Over twenty years ago while starring in Miss Saigon on Broadway, composer/lyricist Jason Ma received a gift in the form of a melody of two lovers signing in the mountains but longing for their own mountains.  This persistent melody grew to what would eventually become centerpiece song of the beautiful but tragic story of Gold Mountain. With the help of so many, including those offering without my even asking, Gold Mountain premiered at the Regent Street Black Box Theater just a stone’s throw away from Plum Alley where in 1869 workers from the Transcontinental Railroad built a Chinatown and now sits a parking structure.

Our grand finale was with the Utah Symphony’s performance of a newly commissioned work, Transcend, by composer Zhou Tian.  Starting with the bombastic rhythm of nitroglycerin versus granite, Transcend concludes with a chorus of strings, woodwinds, brass and percussion vocalizing D. O. N. E. in Morse code while symbolizing the healing of a Civil War-torn nation.

Can you imagine that Salt Lake City, not New York, not San Francisco, is the only city in America to ever have four original works by four playwrights and composers of Chinese descent to play within a week of each other?  Give yourself a pat on the back, Salt Lake!

The greatest impact was in the classroom. Oakridge Elementary, led by Principal Christine Drummond, utilizes a cross-discipline methodology with immersive arts programing.  I provided the history on Chinese railroad workers to the students and then the experts added the art.

Through Lisa Cluff and the Art Works for Kids Foundation, Carrie Wetzel’s fourth grade class wrote and illustrated their own graphic novel, Where the Railroad Ends, which imagines how the Champagne photo could have and should have transpired.

Kelsey Hokansen’s fourth grade class with the guidance of Jerry Rapier and Plan B Theater created a play within a play to address the conundrum of how to honor the Chinese railroad workers without dishonoring them through cheap, old and tired tricks of imitation.

Emily Kordakis’ fourth grade class under the conduction of Victoria Petro-Eschler and Nathanial Eschler of Salty Cricket visually and acoustically showed how the Chinese railroad workers dug the longest tunnel in the Sierras by going in four directions at once.

Last month, the fourth grade through Tanner Dance choreographed and performed a dance based on the Transcontinental Railroad and through their music specialist from the Beverly Taylor Sorenson Foundation created their own music and sang songs about the railroad.

Finally, Jason Ma, not only prepared a special arrangement of his song Fuse Runner from Gold Mountain in order for Suzy Merrill’s class to perform and learn the dangers and discrimination the Chinese faced, but he also went into the classroom to teach the students.

These children along with nearly 1,200 students along the Wasatch Front I encountered were eager learners, engaging and empathetic.  They demonstrated critical thinking, a trait sorely lacking by many adults in leadership today.

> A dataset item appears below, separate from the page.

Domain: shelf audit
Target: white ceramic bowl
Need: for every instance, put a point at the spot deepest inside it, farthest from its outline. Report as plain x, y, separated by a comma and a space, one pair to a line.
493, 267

Finally, they taught me that you don’t have to dumb down history for them to learn. Just add art.

Aristotle is well known for his mimesis, “Art imitates life.” Exactly one score after the completion of the Transcontinental Railroad, Oscar Wilde in his essay, The Decay of Lying, wrote his anti-mimesis, “Life imitates art.”

Today, that debate, twenty-three centuries in the making, ends right here, right now.

I have learned from this village, this state, this incredible integrated arts community what the true relationship is between art and life and it is not imitation.

The true relationship between art and life is empathy.